Two doses of China’s Sinovac vaccine only offered older people a moderately high level of protection against serious illness and death from Covid-19, but a third dose significantly boosted their defenses, according to a new study by scientists in Hong Kong.
The study, based on patients infected during the current devastating Omicron wave in Hong Kong, serves as a warning to mainland China, where Sinovac is a mainstay of the country’s vaccination program. Many older people there have not yet received booster shots.
For people 60 and older, two doses of Sinovac were 72 percent effective against severe or fatal Covid-19 and 77 percent effective against Covid-related death, the study found. Those levels of protection were lower than two Pfizer-BioNTech doses. The same study found that they were 90 percent effective against severe or fatal Covid and 92 percent effective against death among Hong Kong residents of the same age group.
A Sinovac booster shot helped significantly and was found to be 98 percent effective against severe or fatal Covid in people at least 60 years old, the study found.
Yanzhong Huang, a global health expert with the Council on Foreign Relations, said the results highlighted the urgency for mainland China to accelerate its lagging booster campaign. “There is a lot of work for the government to do to ensure that this segment of the population gets the booster injections,” he said.
The study authors, who are scientists at the University of Hong Kong, noted that the city’s booster program recently began, making it difficult to determine how long the protection against a third dose would last.
Because people with underlying health conditions in Hong Kong were more likely to resist vaccination, they said, it was also possible that those who chose to get vaccinated or boosted were healthier in the first place, pushing estimates of how protectively the vaccines were initially inflated.
Sinovac, a privately owned Chinese company that makes the vaccine, is one of two manufacturers of Covid shots available in China. Vaccines that use mRNA technology, such as those from Pfizer-BioNTech and Moderna, are not available there.
The new study highlights the potential impact on China, which has been heavily dependent on Sinovac and is facing the largest Covid outbreak in two years. More than 87 percent of the Chinese population has been vaccinated. But just over half of people 80 and older have had two injections, and less than 20 percent of people in that age group have received a booster, Zeng Yixin, a deputy minister for the National Health Commission, said recently.
The new Hong Kong study received funding from the China Center for Disease Control and Prevention as part of what one of the study’s co-authors described this week as an effort to understand the comparative effectiveness of vaccines. It has been posted online as a preprint, but has not yet been reviewed by fellow scientists for publication in a scientific journal.

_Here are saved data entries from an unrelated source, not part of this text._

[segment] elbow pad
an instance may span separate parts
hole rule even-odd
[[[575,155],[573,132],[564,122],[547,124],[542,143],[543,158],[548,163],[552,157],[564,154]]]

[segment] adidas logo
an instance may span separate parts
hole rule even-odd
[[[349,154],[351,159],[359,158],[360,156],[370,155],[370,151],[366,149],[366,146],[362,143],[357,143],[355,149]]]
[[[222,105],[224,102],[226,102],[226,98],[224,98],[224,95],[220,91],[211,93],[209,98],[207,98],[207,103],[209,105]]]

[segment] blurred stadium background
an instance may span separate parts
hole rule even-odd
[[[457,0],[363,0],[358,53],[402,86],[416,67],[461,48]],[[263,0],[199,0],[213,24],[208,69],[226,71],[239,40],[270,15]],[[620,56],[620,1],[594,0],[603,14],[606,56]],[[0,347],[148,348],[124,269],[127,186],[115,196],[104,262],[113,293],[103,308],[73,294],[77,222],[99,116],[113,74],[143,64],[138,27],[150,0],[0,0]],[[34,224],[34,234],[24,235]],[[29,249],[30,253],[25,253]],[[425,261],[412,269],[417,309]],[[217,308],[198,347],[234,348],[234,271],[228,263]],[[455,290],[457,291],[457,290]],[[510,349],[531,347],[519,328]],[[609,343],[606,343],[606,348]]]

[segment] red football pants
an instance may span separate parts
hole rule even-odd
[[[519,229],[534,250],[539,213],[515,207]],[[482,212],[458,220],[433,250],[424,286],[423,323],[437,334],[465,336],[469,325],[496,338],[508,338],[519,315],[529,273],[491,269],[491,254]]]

Sinovac’s vaccine performed similarly to Pfizer’s in younger people, even without a booster dose, the study found. In people under the age of 60, two doses of Sinovac were about 92 percent effective against severe or fatal Covid, while two doses of Pfizer were about 95 percent effective.
Neither vaccine offered much protection against mild or moderate Covid, although Pfizer’s offered more than Sinovac and a booster dose significantly increased levels of protection. During the latest wave, people in Hong Kong have been largely infected by the sub-variant of Omicron known as BA.2. Like other versions of Omicron, BA.2 has infected many vaccinated people.
The wave in Hong Kong is killing people at a rate faster than almost any country since the coronavirus outbreak – largely a result of low vaccination rates among older residents. Nearly 90 percent of people who died in the latest wave were not fully immunized, suggesting that getting shots to the most vulnerable is more important than the specific brand of vaccine.
Like Hong Kong, mainland China had largely succeeded in curbing the transmission of the virus before Omicron, leaving the population with very little immunity to previous infections.
Outside of China, Sinovac vaccines have also been critical in protecting people from severe Covid, especially in poorer countries. The vaccine is used in 49 countries, including South America and Africa.
But concerns about the protection it provided had already led the World Health Organization to recommend in October that recipients age 60 and older receive a third dose.
dr. Andrew Morris, an infectious disease specialist at Sinai Health and University Health Network in Toronto, who was not involved in the Hong Kong study, said the results are consistent with lab studies suggesting that Sinovac generated lower levels of neutralizing antibodies than mRNA vaccines, such as that of Pfizer.
“I think we will see in countries that have relied heavily on Sinovac, if they don’t have boosting – especially with an mRNA booster or even with Sinovac – they are likely going to struggle with high infection rates with this latest BA.2 wave,” he said.
dr. Morris said the results in Hong Kong, like those of other vaccine studies, also depended heavily on how long it had been since people had the injections. Protection tends to weaken over time.
The results of the latest study on the effectiveness of third doses of Sinovac could be taken by Chinese leaders as an encouraging sign that vaccines made in China could remain the focus of their immunization campaign, said Dr. Huang of the Council on Foreign Relations.
“Now, for the Chinese leaders, they don’t have to face strong pressure to approve BioNTech’s vaccine,” he said.